Once the Thesis Committee deems that the student is prepared to defend his or her work, the advisor will complete the oral defense form, indicating the defense teleconference date and those invited, including the committee members, faculty members and Master’s students in the appropriate department. In the oral defense, the graduate student participates in a real-time conference with the committees and other guests. The telephone conference call is the standard manner of conferencing. On the day of the oral defense, the teleconference company establishes the conference connection and tape-records the proceedings. During the oral defense, Thesis Committee members present focus questions related to the research. The presentation of each focus question should take about one minute. The master’s student will reply to each question. He or she responds in five minutes. Committee members are allowed to give follow-up questions to the student. Each follow-up question should take about one minute for presentation. The student replies to each follow-up question in not more than three minutes. Under special circumstances, alternative methods of oral defense are more appropriate than telephone conference. The thesis adviser can arrange acceptable alternatives such as videoconferences or electronic chat room, rapid exchanges of e-mail, or face-to-face conferences. Under very rare conditions, oral defense of the thesis may be completed by fax or post.

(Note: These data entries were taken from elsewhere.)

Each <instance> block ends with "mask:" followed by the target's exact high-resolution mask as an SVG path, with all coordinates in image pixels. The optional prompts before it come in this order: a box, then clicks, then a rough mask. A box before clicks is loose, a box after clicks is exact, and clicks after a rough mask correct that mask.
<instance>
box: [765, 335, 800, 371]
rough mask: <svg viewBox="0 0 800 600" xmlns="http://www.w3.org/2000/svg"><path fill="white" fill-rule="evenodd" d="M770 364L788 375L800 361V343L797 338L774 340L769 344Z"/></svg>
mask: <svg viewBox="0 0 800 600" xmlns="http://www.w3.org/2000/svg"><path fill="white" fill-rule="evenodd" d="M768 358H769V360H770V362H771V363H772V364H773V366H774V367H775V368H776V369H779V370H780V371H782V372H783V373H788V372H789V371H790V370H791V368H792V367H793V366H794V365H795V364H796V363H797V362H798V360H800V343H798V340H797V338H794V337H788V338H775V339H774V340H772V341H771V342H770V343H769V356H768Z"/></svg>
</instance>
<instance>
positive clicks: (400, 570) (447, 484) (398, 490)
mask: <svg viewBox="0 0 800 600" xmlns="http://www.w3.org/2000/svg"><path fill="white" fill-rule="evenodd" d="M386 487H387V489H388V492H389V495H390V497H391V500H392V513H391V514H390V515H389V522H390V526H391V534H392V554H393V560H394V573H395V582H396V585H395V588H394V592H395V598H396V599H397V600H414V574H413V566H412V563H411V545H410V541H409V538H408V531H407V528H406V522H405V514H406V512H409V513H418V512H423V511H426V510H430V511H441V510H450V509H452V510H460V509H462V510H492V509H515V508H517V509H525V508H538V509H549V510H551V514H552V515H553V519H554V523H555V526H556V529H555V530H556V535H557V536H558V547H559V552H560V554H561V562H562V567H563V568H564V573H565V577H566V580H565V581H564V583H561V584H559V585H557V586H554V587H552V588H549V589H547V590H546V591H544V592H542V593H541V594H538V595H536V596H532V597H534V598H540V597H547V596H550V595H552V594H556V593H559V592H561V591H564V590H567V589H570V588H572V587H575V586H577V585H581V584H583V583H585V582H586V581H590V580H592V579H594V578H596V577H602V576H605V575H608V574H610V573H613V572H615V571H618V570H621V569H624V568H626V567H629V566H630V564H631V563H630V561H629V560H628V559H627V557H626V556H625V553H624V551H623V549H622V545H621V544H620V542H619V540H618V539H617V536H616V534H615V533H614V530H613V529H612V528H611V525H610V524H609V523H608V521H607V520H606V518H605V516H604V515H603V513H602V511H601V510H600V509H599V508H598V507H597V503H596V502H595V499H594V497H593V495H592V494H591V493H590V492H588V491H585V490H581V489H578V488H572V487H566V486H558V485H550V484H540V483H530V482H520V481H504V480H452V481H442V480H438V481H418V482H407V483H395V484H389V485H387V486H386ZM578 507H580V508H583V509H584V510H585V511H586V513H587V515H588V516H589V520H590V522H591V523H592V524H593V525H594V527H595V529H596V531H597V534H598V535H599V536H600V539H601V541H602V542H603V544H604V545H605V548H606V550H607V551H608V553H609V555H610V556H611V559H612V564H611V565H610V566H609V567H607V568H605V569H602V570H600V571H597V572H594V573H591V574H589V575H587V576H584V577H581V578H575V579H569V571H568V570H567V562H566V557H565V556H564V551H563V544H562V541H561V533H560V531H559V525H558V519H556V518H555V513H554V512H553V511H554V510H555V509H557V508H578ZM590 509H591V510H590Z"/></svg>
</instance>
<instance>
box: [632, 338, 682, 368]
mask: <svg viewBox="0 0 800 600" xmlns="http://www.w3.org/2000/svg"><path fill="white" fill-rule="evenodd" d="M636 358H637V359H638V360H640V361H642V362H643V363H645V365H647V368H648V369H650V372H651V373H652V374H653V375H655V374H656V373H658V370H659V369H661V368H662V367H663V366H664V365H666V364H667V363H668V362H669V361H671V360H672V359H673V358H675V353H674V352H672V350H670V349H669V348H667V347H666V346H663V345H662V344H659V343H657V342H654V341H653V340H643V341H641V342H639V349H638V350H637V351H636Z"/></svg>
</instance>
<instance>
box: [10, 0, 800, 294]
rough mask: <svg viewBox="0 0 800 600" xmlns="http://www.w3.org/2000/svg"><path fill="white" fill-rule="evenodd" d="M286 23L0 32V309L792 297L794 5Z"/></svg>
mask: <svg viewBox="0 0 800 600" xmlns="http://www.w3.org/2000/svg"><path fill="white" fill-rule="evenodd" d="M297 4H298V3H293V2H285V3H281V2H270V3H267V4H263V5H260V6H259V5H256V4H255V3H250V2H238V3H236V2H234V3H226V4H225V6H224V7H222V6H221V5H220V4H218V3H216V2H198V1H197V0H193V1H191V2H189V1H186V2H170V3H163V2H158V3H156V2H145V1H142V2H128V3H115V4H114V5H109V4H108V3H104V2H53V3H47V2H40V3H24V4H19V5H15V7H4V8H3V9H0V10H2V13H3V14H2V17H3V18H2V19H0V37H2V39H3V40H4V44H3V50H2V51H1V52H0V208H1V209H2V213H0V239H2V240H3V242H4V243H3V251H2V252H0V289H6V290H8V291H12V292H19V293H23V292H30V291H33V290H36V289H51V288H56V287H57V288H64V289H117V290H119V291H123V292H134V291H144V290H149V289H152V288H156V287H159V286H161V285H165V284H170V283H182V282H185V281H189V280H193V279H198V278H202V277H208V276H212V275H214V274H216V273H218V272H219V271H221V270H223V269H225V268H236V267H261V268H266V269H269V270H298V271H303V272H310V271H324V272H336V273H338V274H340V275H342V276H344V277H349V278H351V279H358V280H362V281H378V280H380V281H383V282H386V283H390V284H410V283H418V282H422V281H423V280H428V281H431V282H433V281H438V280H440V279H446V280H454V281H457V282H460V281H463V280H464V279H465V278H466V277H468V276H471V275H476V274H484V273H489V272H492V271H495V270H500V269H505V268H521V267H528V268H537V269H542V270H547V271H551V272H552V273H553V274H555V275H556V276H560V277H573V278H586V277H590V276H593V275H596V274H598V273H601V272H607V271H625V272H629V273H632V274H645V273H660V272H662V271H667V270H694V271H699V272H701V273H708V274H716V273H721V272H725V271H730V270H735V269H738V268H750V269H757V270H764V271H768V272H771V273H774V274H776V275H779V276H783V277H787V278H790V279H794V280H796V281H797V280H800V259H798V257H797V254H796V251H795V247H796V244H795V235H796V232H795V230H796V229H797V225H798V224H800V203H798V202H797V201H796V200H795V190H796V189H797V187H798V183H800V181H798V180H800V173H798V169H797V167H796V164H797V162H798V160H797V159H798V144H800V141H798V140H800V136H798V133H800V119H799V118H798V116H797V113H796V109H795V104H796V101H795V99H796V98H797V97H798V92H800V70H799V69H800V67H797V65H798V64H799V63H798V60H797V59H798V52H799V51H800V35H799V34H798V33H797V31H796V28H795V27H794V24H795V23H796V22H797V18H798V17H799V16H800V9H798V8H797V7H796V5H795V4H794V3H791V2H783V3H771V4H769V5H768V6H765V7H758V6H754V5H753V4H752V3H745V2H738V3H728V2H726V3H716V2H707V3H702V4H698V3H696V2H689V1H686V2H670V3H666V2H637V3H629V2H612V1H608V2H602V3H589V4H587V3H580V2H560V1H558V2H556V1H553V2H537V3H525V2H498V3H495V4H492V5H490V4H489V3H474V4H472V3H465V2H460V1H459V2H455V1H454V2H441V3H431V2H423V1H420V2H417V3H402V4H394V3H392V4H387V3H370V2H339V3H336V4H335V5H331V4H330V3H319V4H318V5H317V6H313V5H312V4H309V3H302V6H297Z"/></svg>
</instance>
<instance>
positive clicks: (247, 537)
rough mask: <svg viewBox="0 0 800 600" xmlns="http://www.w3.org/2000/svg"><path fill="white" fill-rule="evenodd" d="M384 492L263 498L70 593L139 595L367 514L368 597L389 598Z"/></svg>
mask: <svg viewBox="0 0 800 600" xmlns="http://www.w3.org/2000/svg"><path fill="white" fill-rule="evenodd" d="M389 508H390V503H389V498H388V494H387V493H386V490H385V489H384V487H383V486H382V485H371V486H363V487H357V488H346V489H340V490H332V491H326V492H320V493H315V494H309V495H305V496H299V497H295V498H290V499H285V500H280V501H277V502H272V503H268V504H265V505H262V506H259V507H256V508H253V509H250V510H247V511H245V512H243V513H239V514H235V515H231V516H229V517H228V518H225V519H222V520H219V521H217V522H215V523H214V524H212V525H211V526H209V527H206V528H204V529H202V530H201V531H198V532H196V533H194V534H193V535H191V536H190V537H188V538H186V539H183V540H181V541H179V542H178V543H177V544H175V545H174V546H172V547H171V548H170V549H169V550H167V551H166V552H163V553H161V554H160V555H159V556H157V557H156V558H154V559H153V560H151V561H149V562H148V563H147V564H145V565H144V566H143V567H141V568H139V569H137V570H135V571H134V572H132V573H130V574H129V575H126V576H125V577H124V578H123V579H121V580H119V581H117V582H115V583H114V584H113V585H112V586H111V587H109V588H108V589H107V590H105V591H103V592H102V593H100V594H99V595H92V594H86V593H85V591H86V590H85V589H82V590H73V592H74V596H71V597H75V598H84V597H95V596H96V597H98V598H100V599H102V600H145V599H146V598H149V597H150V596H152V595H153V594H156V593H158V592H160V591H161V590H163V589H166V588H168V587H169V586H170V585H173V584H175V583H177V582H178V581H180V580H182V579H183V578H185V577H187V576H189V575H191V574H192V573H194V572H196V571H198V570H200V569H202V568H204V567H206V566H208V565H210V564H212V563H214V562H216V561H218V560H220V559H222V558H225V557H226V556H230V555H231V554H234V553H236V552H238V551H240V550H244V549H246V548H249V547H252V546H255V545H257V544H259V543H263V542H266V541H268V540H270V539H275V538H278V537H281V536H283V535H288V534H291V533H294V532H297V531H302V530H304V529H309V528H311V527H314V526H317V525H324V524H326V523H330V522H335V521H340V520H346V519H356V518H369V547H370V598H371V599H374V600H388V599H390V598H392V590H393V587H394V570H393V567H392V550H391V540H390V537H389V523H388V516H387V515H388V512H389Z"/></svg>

The Master’s thesis serves as a demonstration of capacity of the student to conduct original research. The thesis advisor shall evaluate the complete thesis submitted for assessment. As applicable, such factors as the student’s independent contribution as well as his or her ability to work on schedule may be an important ground in the evaluation of the thesis. The thesis advisor submits in writing a statement with a proposal for a final grade. The thesis advisor, when preparing the report, may also request statements from the instructor. In cases where the advisor has proposed the grade of “Excellent”, “Satisfactory”, or “Fail”, the Thesis Committee shall consult another University faculty or adjunct professor knowledgeable in the field when deciding on the student’s grade.